Improving your aim in an FPS helps you achieve higher scores with more regularity. Unfortunately, there’s a dearth of information accessible to newer players as to how to do that. Most people simply teach themselves how to improve their aim through trial, error and experience, but there are some tricks that you can pick up that will improve your aim by leaps and bounds in only a few sessions of play. These tricks work for just about any game out there, and aren’t terribly complicated.

The most important thing to do is to reduce your mouse sensitivity to a very low level - about 1.5-3.0 in most games. This gives you finer motor control over your aim, and protects your mouse from the natural shaking of your hand. Fine control is more important than being able to make rapid turns. In most games, if someone has surprised you from the side, you’re likely dead already. You want to be able to pick off their heads easily and quickly, which means being able to steer your mouse precisely without worrying too much about having to overcompensate when you push too far. Cleaning off your table or using a high quality mouse pad if you have an optical mouse will also improve your accuracy.

Putting down your settings until you have a very high frame rate is another trick that competitive gamers use to improve their performance. Turn down your anti-aliasing, shadows, texture filtering, texture quality and High Dynamic Range settings first, and then if you still need to turn things down, reduce the resolution as well. It might make your game look ugly, but you’ll be scoring more frags.

Practice aiming at heads by maintaining your aiming cursor at the same vertical level as those of your teammates. For a faster paced game like Team Fortress 2 or Unreal Tournament 3, this trick isn’t very helpful, but for games like Counter-Strike Source and Call of Duty 4, it can help you rack up the head shots.

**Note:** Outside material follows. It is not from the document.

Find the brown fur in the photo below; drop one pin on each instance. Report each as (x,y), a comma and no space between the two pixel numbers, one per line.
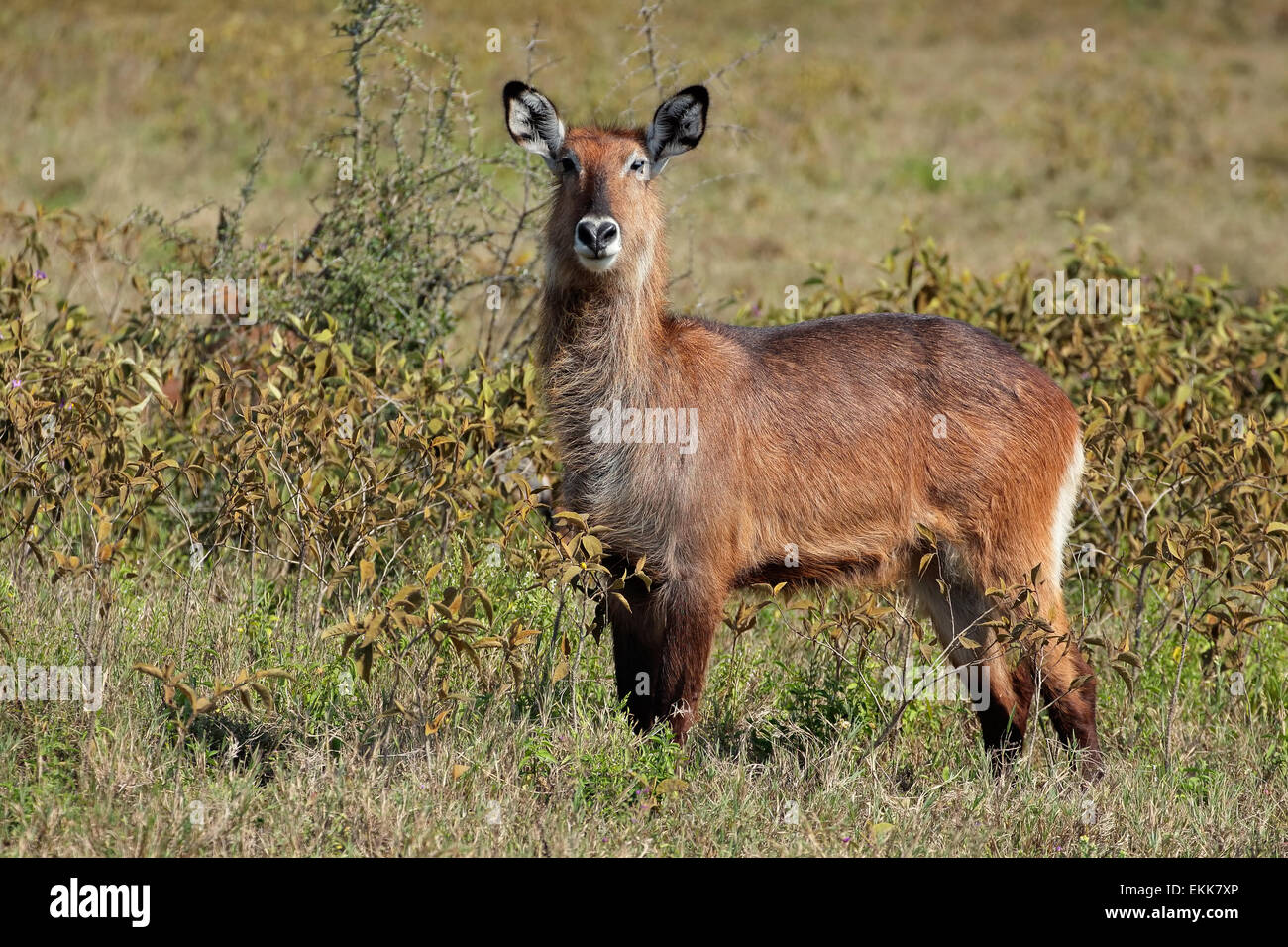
(818,434)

Most realistic and quasi-realistic shooters have the bullets exit your gun in a predetermined fashion. This creates a recoil pattern that can be studied and managed by a savvy player by wiggling your gun in a certain way to follow the path of the recoil and make sure that your bullets always strike their targets. Learn the bullet spread by emptying a clip against a wall, and watching where the bullet holes go for each weapon. Using that knowledge, you’ll be a more efficient shooter.